Thank you very much, Mark, and good afternoon, everyone. As Mark mentioned, we are pleased with our performance in 2019. We achieved the high end of our full year 2019 guidance for revenue, adjusted EBITDA and adjusted earnings per share. When we look at full year 2019 versus 2018, revenue increased 7.9% to $345 million. Jamieson branded revenue increased by 9.1%, and adjusted EBITDA increased by 12.2% to $75.9 million. Net income was $31.7 million, and adjusted net income increased 13% to $38.1 million. Earnings per diluted common share were $0.80, and adjusted earnings per diluted share increased 12.9% to $0.96. As Mark mentioned, the first quarter of 2020 was a time of unprecedented demand for health and wellness products amid the COVID-19 pandemic. We worked hard to ensure we could continue to deliver our trusted products safely to our customers around the world. When we look at the first quarter 2020 compared to the first quarter of 2019, we generated 17% revenue growth, 15% growth in adjusted EBITDA and 21% adjusted net income growth, all as a result of higher volumes from an increased focus on health and wellness. In Q1, we began to see strong category trends, with the Jamieson Brands significantly outpacing the industry growth in our food, drug and mass accounts. Our Jamieson Brands segment grew by 25% led by a 22% increase in our domestic Jamieson sales. Our international sales increased by 51% as a result of strong demand in multiple geographies led by growth in China and Eastern Europe as demand for immunity SKUs and supplements increased. Lastly, in the quarter, earnings per diluted common share were $0.20, and adjusted earnings per diluted share were $0.19. In February 2020, we established our outlook for fiscal 2020. It remains unchanged as we continue to anticipate net revenue in a range of $364 million to $376 million, representing growth of 5.5% to 9%; adjusted EBITDA in the range of $80 million to $84 million; and adjusted diluted earnings per share in the range of $1.02 to $1.10. In closing, we remain focused on the health and wellness of our employees, consumers, customers and communities as we navigate this unprecedented time. We will continue to work hard to deliver our trusted products to consumers around the world. Thank you for joining us this afternoon. Please stay healthy and safe. With that, I would like to now turn the call back to Mr. Williams for Q&A.

David Williams

executive
#7

Thank you, Chris. I will now open the floor for any questions. I ask that all attendees who would like to ask a question use the instant messaging feature of the virtual interface to do so. We will answer as many questions as time permits.
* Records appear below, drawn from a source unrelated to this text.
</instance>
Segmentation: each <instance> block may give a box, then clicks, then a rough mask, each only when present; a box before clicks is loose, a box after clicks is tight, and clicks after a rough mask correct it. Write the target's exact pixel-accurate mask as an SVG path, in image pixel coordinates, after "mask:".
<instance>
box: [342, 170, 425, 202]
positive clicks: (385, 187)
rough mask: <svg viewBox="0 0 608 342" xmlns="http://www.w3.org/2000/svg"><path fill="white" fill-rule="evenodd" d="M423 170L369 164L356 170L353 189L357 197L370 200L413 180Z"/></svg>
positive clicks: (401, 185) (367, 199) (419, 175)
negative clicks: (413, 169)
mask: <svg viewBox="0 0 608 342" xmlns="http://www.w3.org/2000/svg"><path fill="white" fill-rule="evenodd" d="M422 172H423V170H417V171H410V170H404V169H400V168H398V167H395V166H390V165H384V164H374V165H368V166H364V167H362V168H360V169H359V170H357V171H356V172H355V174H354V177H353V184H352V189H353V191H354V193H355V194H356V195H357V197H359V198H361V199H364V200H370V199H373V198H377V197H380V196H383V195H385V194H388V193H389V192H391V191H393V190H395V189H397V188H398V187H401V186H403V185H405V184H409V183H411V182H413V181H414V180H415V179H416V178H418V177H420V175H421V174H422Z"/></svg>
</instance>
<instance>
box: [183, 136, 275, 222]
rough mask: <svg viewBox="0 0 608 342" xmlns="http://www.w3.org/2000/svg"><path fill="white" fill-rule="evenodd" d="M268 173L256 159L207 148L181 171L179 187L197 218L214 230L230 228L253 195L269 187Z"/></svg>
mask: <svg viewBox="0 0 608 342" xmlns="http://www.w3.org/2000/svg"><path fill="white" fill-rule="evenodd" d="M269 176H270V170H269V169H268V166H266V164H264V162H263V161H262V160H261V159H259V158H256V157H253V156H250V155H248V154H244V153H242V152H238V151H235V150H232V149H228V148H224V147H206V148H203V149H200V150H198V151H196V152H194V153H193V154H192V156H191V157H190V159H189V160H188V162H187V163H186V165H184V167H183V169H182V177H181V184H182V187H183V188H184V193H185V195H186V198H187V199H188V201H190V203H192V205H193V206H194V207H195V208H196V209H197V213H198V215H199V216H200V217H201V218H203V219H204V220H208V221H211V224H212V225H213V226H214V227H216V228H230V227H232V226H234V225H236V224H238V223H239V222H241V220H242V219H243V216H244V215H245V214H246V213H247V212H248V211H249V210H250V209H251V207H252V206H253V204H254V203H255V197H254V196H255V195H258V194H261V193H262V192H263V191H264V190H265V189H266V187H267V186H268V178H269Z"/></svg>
And I'll give attendees a moment to type in their questions. For each question we answer, we will summarize the question and read out loud the name of the person who asked such question and, if applicable, the entity such person represents. Questions which were already answered or that are redundant or repetitive will not be answered. Now I'll wait for any questions to be submitted.

Ruth Winker

executive
#8

Thank you, Mr. Williams, there are no questions.

David Williams

executive
#9

Thank you very much, Ruth. Well, with that, I would thank everybody for attending this meeting. And we look forward at Jamieson to another good year going forward. That will end this call. Thank you very much. Stay safe.

Operator

operator
#10

Ladies and gentlemen, this concludes today's meeting. You may now disconnect, and have a pleasant day. Speakers, please stay on your line.